# miRNA-Seq on unique table

This script is intended to create a single miRNA table, with the counts' results from PNRD (mature and precursors) and miRBase (mature and hairpins).

In [None]:
%pylab inline
#import matplotlib_venn
import pandas
#import scipy

## Load raw data files
In this segment, raw data files will be loaded, prepared to be merged and merged in the end.

Preparation steps include:
1. renaming the columns to normalise the raw data
2. drop irrelevant columns (accession and non normalised counts)
3. rename columns to include original database
4. lowercase miRNA to be used as index
5. set miRNA name as index

After merge, the data frame was sorted by index.

In [None]:
# Loading
pnrd_mature = pandas.read_csv("pmrd_mature_counts.tsv", sep = "\t", header = 0)
pnrd_percursors = pandas.read_csv("pmrd_premirs_counts.tsv", sep = "\t", header = 0)
mirbase_mature = pandas.read_csv("mirbase_mature_counts.tsv", sep = "\t", header = 0)
mirbase_precursors = pandas.read_csv("mirbase_hairpins_counts.tsv", sep = "\t", header = 0)


# Preparation
columns_names = ["miRNA", "accession",
                 "FB", "FEF", "FH",
                 "MB", "MEF", "MH",
                 "TNB", "TNEF", "TNH",
                 "FB_norm", "FEF_norm", "FH_norm",
                 "MB_norm", "MEF_norm", "MH_norm",
                 "TNB_norm", "TNEF_norm", "TNH_norm"]

pnrd_mature.columns = columns_names
pnrd_percursors.columns = columns_names
mirbase_mature.columns = columns_names
mirbase_precursors.columns = columns_names

columns_to_drop = ["accession", "FB", "FEF", "FH", "MB", "MEF", "MH", "TNB", "TNEF", "TNH"]

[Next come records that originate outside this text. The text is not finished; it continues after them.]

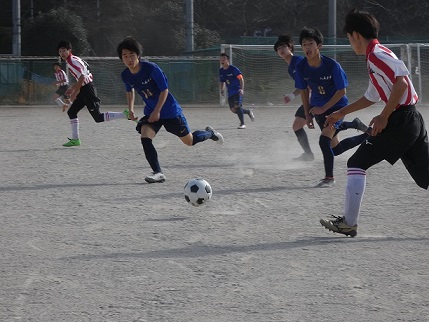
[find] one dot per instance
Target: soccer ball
(197, 191)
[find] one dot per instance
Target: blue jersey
(323, 81)
(229, 77)
(149, 82)
(292, 66)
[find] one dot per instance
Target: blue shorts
(235, 100)
(177, 126)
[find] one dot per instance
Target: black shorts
(405, 137)
(300, 112)
(61, 91)
(177, 126)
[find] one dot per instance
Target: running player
(398, 132)
(83, 93)
(285, 49)
(62, 83)
(161, 109)
(233, 78)
(327, 82)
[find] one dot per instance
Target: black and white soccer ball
(197, 191)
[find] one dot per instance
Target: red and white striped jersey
(61, 76)
(77, 67)
(383, 68)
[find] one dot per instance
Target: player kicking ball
(161, 108)
(83, 93)
(398, 132)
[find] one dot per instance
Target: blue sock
(200, 136)
(349, 143)
(328, 155)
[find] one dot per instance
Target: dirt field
(84, 238)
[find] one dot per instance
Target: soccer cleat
(155, 177)
(305, 157)
(360, 126)
(128, 116)
(326, 183)
(72, 142)
(216, 136)
(251, 115)
(339, 225)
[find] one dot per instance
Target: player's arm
(131, 96)
(155, 115)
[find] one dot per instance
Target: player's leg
(179, 127)
(77, 105)
(148, 132)
(298, 127)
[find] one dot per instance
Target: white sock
(356, 179)
(60, 102)
(110, 116)
(75, 128)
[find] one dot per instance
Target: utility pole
(16, 20)
(189, 25)
(332, 31)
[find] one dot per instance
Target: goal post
(267, 80)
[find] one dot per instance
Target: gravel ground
(84, 238)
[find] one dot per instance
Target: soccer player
(161, 109)
(285, 49)
(398, 132)
(232, 77)
(83, 93)
(327, 82)
(62, 83)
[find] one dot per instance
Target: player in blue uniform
(233, 78)
(162, 109)
(284, 47)
(327, 82)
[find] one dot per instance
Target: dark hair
(284, 40)
(309, 33)
(362, 22)
(64, 44)
(130, 44)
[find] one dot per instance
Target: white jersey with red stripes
(61, 76)
(383, 68)
(77, 67)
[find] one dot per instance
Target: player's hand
(288, 98)
(317, 110)
(309, 121)
(154, 116)
(133, 117)
(378, 124)
(332, 118)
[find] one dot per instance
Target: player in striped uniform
(285, 49)
(62, 83)
(161, 108)
(83, 93)
(398, 132)
(233, 78)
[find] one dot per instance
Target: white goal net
(266, 78)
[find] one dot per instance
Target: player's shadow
(199, 250)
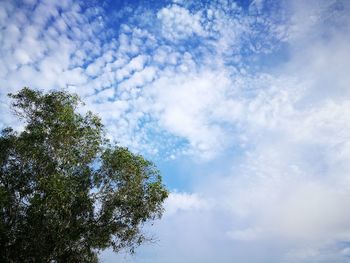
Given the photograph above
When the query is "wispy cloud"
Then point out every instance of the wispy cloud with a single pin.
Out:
(262, 88)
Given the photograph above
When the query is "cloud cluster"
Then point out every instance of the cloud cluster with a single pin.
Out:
(262, 89)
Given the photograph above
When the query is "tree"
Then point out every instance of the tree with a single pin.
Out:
(66, 193)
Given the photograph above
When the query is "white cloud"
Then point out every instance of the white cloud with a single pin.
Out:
(178, 23)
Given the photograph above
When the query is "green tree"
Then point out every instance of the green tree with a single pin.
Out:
(66, 193)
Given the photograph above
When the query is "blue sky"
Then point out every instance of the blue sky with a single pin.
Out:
(244, 106)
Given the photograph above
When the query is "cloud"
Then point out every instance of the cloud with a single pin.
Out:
(259, 94)
(178, 23)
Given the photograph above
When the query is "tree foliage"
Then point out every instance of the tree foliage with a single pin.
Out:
(66, 193)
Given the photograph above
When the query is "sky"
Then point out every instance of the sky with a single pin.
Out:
(243, 105)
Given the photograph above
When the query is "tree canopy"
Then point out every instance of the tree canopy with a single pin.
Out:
(66, 192)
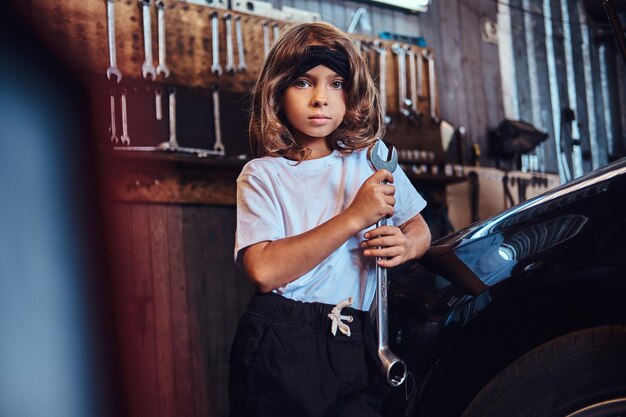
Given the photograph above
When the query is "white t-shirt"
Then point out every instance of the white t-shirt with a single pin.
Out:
(278, 198)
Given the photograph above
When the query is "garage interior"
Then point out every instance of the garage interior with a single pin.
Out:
(488, 102)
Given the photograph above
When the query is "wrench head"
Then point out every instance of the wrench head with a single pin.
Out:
(116, 72)
(390, 164)
(163, 69)
(147, 69)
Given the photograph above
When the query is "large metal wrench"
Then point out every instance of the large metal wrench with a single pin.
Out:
(392, 367)
(240, 49)
(147, 69)
(162, 67)
(216, 68)
(112, 70)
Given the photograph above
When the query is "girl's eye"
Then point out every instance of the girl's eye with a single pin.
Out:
(301, 83)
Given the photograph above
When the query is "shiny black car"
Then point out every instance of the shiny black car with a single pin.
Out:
(522, 314)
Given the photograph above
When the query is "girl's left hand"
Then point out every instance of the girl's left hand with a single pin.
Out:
(387, 242)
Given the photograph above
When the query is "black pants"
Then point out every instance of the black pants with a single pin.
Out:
(285, 362)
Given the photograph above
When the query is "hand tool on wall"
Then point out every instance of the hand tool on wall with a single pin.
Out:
(147, 68)
(432, 93)
(276, 29)
(125, 138)
(218, 146)
(393, 368)
(230, 56)
(114, 138)
(162, 67)
(382, 77)
(112, 70)
(400, 53)
(158, 104)
(216, 68)
(240, 49)
(266, 38)
(412, 79)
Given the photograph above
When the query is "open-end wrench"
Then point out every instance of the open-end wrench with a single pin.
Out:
(158, 105)
(216, 68)
(392, 367)
(240, 51)
(114, 138)
(266, 38)
(400, 52)
(230, 56)
(112, 70)
(382, 78)
(125, 138)
(432, 94)
(147, 68)
(218, 146)
(276, 29)
(162, 67)
(412, 80)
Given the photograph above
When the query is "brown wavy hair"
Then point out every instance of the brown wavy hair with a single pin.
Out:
(270, 133)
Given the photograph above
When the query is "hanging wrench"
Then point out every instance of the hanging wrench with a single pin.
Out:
(230, 56)
(112, 70)
(240, 51)
(276, 29)
(162, 67)
(432, 94)
(382, 78)
(216, 68)
(218, 146)
(392, 367)
(266, 37)
(399, 51)
(148, 68)
(114, 138)
(125, 138)
(412, 80)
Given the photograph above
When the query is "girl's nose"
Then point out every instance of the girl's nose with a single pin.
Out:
(319, 99)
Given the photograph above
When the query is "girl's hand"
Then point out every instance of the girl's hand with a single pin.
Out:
(373, 201)
(387, 242)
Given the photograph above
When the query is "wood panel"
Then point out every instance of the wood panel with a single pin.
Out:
(180, 298)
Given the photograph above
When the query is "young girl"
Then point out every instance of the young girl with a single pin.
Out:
(305, 236)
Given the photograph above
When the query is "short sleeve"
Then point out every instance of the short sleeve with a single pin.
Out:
(258, 215)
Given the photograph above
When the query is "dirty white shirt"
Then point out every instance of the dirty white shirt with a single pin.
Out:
(278, 198)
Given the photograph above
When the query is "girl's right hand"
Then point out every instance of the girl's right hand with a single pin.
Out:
(373, 201)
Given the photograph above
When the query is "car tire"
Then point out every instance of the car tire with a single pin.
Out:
(577, 374)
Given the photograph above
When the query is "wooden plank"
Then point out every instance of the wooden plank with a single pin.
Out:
(203, 311)
(159, 243)
(145, 311)
(491, 78)
(518, 29)
(119, 243)
(180, 314)
(579, 82)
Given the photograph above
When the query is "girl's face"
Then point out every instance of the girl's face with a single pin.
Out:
(315, 104)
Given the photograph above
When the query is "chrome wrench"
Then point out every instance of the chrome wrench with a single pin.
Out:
(276, 29)
(240, 51)
(230, 56)
(399, 51)
(216, 68)
(218, 146)
(125, 138)
(162, 67)
(114, 138)
(147, 68)
(266, 38)
(112, 70)
(392, 367)
(382, 86)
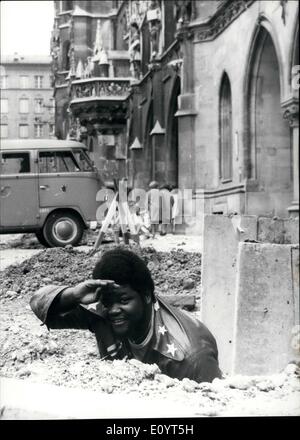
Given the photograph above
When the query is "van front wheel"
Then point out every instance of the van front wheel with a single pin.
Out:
(41, 238)
(63, 228)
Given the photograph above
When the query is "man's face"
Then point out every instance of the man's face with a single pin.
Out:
(126, 311)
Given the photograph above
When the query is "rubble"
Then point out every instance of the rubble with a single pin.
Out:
(70, 357)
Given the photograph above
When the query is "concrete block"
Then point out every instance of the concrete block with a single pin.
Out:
(295, 285)
(291, 228)
(280, 231)
(264, 310)
(220, 245)
(271, 230)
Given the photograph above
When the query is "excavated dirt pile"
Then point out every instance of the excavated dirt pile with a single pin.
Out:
(69, 357)
(173, 272)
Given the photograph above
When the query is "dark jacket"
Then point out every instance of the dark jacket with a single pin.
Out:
(181, 345)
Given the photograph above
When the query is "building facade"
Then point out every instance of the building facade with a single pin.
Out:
(27, 102)
(200, 95)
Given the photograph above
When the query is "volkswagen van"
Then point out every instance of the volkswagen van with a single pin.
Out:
(47, 187)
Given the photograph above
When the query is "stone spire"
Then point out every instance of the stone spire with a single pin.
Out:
(79, 70)
(98, 45)
(100, 59)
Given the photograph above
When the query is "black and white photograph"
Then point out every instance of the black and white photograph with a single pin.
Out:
(149, 217)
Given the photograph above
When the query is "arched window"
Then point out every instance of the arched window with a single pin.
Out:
(225, 123)
(66, 56)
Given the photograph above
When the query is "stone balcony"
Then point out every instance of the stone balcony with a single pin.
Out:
(100, 98)
(105, 89)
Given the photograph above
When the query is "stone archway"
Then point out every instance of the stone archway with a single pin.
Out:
(269, 147)
(172, 136)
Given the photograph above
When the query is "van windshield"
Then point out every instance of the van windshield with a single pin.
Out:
(57, 162)
(83, 160)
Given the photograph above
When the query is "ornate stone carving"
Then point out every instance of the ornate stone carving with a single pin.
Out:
(283, 9)
(55, 48)
(75, 128)
(183, 12)
(134, 51)
(225, 15)
(291, 112)
(154, 21)
(98, 88)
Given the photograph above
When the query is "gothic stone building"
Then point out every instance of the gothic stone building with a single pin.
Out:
(197, 94)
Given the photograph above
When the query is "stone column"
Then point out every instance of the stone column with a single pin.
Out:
(291, 113)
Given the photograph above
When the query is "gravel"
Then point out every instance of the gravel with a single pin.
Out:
(70, 358)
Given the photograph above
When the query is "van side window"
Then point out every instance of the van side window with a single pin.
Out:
(57, 162)
(83, 160)
(15, 163)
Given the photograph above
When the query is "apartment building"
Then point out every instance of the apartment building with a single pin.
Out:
(27, 103)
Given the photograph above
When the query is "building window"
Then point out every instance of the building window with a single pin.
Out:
(57, 162)
(3, 81)
(4, 131)
(4, 105)
(52, 106)
(24, 82)
(24, 105)
(225, 122)
(66, 5)
(38, 81)
(38, 105)
(23, 131)
(15, 163)
(51, 130)
(38, 130)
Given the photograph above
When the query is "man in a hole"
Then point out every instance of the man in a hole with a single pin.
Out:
(120, 307)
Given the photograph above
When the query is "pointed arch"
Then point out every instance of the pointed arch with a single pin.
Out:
(172, 134)
(267, 158)
(225, 129)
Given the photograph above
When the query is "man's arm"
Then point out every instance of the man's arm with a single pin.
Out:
(61, 306)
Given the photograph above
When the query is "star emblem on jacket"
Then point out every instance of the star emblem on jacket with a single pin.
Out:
(171, 349)
(162, 330)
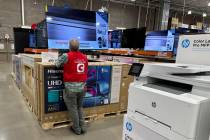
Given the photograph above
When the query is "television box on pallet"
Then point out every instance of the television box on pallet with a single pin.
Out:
(51, 107)
(16, 70)
(28, 68)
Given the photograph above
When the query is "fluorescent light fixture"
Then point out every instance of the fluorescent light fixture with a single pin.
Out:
(49, 18)
(189, 12)
(120, 28)
(204, 15)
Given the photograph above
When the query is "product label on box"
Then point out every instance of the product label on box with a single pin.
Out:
(54, 88)
(98, 88)
(51, 57)
(116, 80)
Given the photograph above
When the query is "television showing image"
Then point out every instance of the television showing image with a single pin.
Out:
(90, 28)
(98, 86)
(134, 38)
(160, 41)
(115, 38)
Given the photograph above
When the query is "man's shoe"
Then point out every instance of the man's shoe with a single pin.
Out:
(75, 132)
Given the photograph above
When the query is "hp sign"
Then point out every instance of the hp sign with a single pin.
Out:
(129, 126)
(186, 43)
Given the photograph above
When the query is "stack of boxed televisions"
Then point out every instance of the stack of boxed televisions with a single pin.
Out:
(42, 87)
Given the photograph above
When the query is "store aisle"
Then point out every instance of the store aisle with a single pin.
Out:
(17, 123)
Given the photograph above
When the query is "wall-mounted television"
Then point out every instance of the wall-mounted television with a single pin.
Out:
(160, 41)
(115, 38)
(89, 27)
(134, 38)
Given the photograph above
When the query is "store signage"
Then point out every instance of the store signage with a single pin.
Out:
(194, 49)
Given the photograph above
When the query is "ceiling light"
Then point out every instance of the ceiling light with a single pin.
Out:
(49, 18)
(204, 15)
(189, 12)
(120, 28)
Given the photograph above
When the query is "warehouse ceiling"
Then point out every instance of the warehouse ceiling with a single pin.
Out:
(197, 6)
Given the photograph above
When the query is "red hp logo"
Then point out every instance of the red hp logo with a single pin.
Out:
(80, 68)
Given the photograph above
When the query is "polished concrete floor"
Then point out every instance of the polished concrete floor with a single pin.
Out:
(17, 122)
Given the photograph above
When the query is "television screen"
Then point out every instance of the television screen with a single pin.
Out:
(133, 38)
(90, 28)
(160, 41)
(115, 38)
(98, 86)
(32, 39)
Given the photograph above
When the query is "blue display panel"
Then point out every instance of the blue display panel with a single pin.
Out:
(115, 38)
(90, 29)
(32, 40)
(160, 41)
(98, 88)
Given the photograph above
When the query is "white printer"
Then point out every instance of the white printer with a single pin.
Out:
(172, 102)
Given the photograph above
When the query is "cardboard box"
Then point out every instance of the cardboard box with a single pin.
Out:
(28, 72)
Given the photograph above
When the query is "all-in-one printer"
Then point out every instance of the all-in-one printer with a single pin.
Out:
(172, 101)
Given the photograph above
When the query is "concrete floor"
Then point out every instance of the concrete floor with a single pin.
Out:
(17, 122)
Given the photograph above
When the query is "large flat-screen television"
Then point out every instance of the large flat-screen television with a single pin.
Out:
(115, 38)
(134, 38)
(89, 27)
(160, 41)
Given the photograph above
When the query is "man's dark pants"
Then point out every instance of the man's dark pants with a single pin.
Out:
(74, 104)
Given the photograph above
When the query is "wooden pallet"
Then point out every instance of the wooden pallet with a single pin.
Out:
(30, 107)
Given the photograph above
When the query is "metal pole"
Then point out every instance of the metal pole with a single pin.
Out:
(22, 12)
(145, 24)
(183, 12)
(139, 17)
(91, 5)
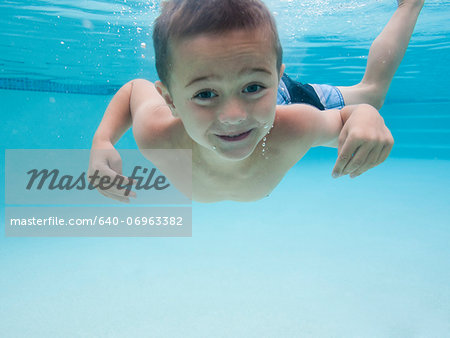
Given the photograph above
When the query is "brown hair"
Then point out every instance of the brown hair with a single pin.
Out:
(187, 18)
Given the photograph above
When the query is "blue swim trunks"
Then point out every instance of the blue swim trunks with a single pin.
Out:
(320, 96)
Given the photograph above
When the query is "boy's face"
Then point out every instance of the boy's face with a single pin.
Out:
(224, 88)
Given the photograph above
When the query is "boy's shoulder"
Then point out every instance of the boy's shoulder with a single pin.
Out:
(153, 123)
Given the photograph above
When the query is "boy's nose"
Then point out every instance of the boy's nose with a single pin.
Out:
(233, 113)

pnrd_mature = pnrd_mature.drop(labels = columns_to_drop, axis = 1)
pnrd_percursors = pnrd_percursors.drop(labels = columns_to_drop, axis = 1)
mirbase_mature = mirbase_mature.drop(labels = columns_to_drop, axis = 1)
mirbase_precursors = mirbase_precursors.drop(labels = columns_to_drop, axis = 1)

pnrd_mature.columns = ["miRNA",
                       "FB_pnrd_m", "FEF_pnrd_m", "FH_pnrd_m",
                       "MB_pnrd_m", "MEF_pnrd_m", "MH_pnrd_m",
                       "TNB_pnrd_m", "TNEF_pnrd_m", "TNH_pnrd_m"]

pnrd_percursors.columns = ["miRNA",
                           "FB_pnrd_p", "FEF_pnrd_p", "FH_pnrd_p",
                           "MB_pnrd_p", "MEF_pnrd_p", "MH_pnrd_p",
                           "TNB_pnrd_p", "TNEF_pnrd_p", "TNH_pnrd_p"]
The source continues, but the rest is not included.